Humanitarian mapping is one of the latest tools to be used to tackle highly contagious diseases like Ebola. Satellite images are being used to document buildings like schools and roads and small towns affected by the virus. The collective data help aid agencies navigate around the area of where the infected populations are and where the disease has spread to.
Nowadays, anyone can consult the free global OpenStreetMap Online maps, and install the maps on their smartphone. For a crisis like the Ebola outbreak in 2014, thousands of voluntary contributors from across the globe rapidly gathered the data from satellite imagery in order to support humanitarian organisations in making detailed and accurate maps to place the right resources at the right place at the right time.
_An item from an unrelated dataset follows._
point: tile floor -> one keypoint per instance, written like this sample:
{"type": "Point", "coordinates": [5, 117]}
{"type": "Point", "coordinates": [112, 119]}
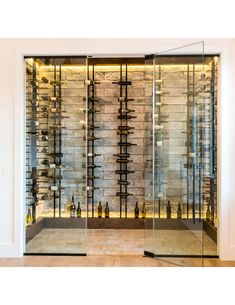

Humanitarian organisations such as Médécins Sans Frontières, CartONG and Red Cross are working closely with the Humanitarian OpenStreetMap Team to coordinate a mapping community and deliver maps to field workers. The team works in close collaboration with MSF and the British Red Cross on the Ebola response mapping work with contributors who coordinate with aid workers from INGOs and UN agencies on the ground.
“Government administrations in these countries are quite limited, and it takes too much time to obtain from them essential databases such as town place-names, geolocalization of hospitals,” said Pierre Béland, a Montreal based HOT activation coordinator who is coleading the Ebola response.